The EarthBound community’s reputation for being long suffering really forged after that (laughs). I very distinctly remember EarthBound 64 was teased and talked about, it was in Nintendo Power as “Coming Soon,” and, very slowly, it dawned on us that maybe this wasn’t necessarily a done deal. That dawning realization that this was not happening, that realization about what was going on when the bomb dropped and we heard about the cancellation, I believe it was in the middle of our petition, the EarthBound 64 petition. We were worried that they were going to cancel it already, so we started this petition proactively, and then, right in the middle of it, the news hit. In retrospect, it was too little too late, we couldn’t move the needle on Nintendo cancelling an incredibly expensive project like that, it was just not in our hands. The cancellation was devastating, but it was also kind of vital to the community because it provided this opportunity to all focus on this game. So, that was an experience that was formational because it set the stage for what we would do in the future as fans that have a rough history, but keep trying to persist and make it happen. Even if it doesn’t happen, we’ll work with the scraps of what we’ve got. I think that really helped shape our attitudes and our approach to stuff in a much more healthy way, and it became our problem to ensure our continued existence. We’re not going to get this outside validation, so we’ll have to provide it ourselves. I’m glad that MOTHER 3 ultimately came out, but even if it didn’t, I think the community would have survived because in that period, we really learned how to do things ourselves. The fact that we were so primed to make our own entertainment, our own arts, and our own music prepared us for what we ended up doing with the fan translation and going into Fangamer, which was also borne out of that do-it-yourself thing.

Orange Is Borange

Was it a natural progression to move on from Starmen.net and focus more on Fangamer?
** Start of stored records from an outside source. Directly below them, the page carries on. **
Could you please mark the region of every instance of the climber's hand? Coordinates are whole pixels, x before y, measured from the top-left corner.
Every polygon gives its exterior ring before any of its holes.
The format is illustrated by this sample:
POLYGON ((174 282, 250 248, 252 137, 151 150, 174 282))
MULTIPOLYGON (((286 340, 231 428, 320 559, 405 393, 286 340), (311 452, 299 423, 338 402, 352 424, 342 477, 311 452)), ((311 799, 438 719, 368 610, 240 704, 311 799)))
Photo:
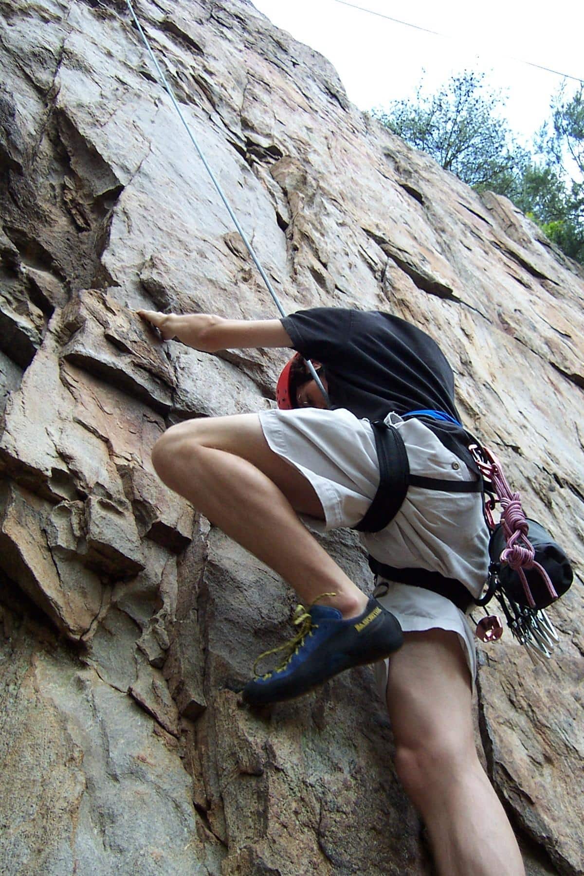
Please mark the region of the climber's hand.
POLYGON ((217 349, 213 329, 221 321, 210 314, 160 314, 156 310, 138 310, 138 316, 155 326, 163 341, 176 338, 189 347, 215 353, 217 349))
POLYGON ((226 320, 212 314, 158 314, 155 310, 138 310, 137 314, 156 326, 164 341, 176 338, 205 353, 292 346, 279 320, 226 320))

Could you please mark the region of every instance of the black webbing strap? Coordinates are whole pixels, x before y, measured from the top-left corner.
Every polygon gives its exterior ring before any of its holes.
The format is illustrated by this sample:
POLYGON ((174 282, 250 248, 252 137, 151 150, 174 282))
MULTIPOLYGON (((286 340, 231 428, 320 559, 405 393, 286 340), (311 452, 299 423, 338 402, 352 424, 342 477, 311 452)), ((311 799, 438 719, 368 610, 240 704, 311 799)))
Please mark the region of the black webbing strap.
POLYGON ((362 520, 353 526, 361 533, 384 529, 401 508, 410 482, 410 463, 404 439, 383 420, 371 423, 379 462, 379 486, 362 520))
POLYGON ((369 569, 375 575, 387 578, 388 581, 398 581, 412 587, 423 587, 433 593, 438 593, 453 602, 461 611, 465 611, 475 599, 464 584, 456 578, 447 578, 440 572, 429 572, 426 569, 397 569, 379 562, 369 555, 369 569))
POLYGON ((445 492, 481 492, 482 484, 478 481, 448 481, 437 477, 424 477, 422 475, 410 475, 410 485, 424 487, 426 490, 443 490, 445 492))
MULTIPOLYGON (((398 429, 383 420, 371 423, 379 462, 379 486, 363 519, 354 529, 362 533, 378 533, 396 516, 405 498, 408 486, 445 492, 482 492, 482 478, 476 481, 454 481, 410 474, 410 463, 404 439, 398 429)), ((475 600, 464 584, 455 578, 447 578, 440 572, 425 569, 398 569, 387 566, 369 555, 369 567, 376 575, 388 581, 397 581, 413 587, 439 593, 466 611, 475 600)))

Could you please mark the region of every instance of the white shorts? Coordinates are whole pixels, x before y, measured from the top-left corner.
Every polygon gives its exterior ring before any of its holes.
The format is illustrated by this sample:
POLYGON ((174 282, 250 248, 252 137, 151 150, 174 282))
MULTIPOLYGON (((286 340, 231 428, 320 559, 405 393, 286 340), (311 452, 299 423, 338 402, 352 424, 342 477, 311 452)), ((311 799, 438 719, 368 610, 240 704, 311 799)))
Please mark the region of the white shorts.
MULTIPOLYGON (((349 411, 302 408, 258 414, 270 449, 310 482, 323 508, 324 521, 306 518, 327 532, 353 526, 365 515, 379 484, 379 466, 370 423, 349 411)), ((404 439, 412 474, 449 480, 475 480, 468 466, 420 420, 386 418, 404 439)), ((362 533, 366 549, 397 568, 425 569, 461 581, 474 596, 488 572, 489 532, 480 493, 449 493, 408 488, 396 517, 379 533, 362 533)), ((443 629, 458 633, 475 686, 476 652, 462 611, 449 599, 421 587, 378 579, 379 601, 405 632, 443 629)), ((384 698, 387 661, 376 677, 384 698)))

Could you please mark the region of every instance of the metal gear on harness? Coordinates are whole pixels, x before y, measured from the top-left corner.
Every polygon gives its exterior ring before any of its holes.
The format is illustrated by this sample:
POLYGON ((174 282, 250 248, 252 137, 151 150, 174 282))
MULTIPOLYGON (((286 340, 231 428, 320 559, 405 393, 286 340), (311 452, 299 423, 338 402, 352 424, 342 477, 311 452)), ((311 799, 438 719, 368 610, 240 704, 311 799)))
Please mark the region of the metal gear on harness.
MULTIPOLYGON (((487 591, 476 604, 485 606, 495 597, 512 635, 531 660, 549 658, 559 639, 545 610, 571 586, 572 567, 545 529, 525 517, 519 493, 511 492, 496 456, 476 441, 468 449, 489 495, 484 511, 491 530, 491 562, 487 591), (492 512, 497 504, 502 512, 496 523, 492 512)), ((503 625, 491 615, 479 622, 476 632, 482 641, 495 641, 503 634, 503 625)))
When Fangamer was first conceptualized, what were your initial goals in creating it? Did those goals change over time?

Reid Young

My own internal thought process on it changed over time, but, initially, Fangamer was built to support Starmen.net. At the time, I was a freelance web designer, and I was not making ends meet. I had just enough work coming in to cover rent, but I was going into debt. Because I was between jobs so often, I would just spend my time working on Starmen.net, partly because I didn’t have more important stuff to do, but also because there was some really interesting, exciting stuff happening at the time like the MOTHER 3 Fan Translation, EarthBound on the Virtual Console, the Do-It-Yourself Devotion, the Anthology… All of these projects were happening constantly, and a lot of them were things I started because I was really feeling strongly about this and the community wanted to see it happen. I realized, “Gosh, I’m spending so much of my time on this site and I can’t afford food.” (laughs) That was basically where I was at. I was like “I want to find a way to make this healthier and make it sustainable for me” because I knew I couldn’t keep it up, and it was really irresponsible. My wife Camille was a member of the community as well and she understood and begrudged my involvement in the community, but I knew “this can’t last much longer.” I didn’t want to have to step away from the site again and I started to staff about the possibility of finding a way to make it self-sustaining and actually support a staff with payroll. That was like many things at the time like, “isn’t that a stretch?” But it made me want to do it even more, like, I love stupid challenges like that, and so I decided to go for it. That was how Fangamer started.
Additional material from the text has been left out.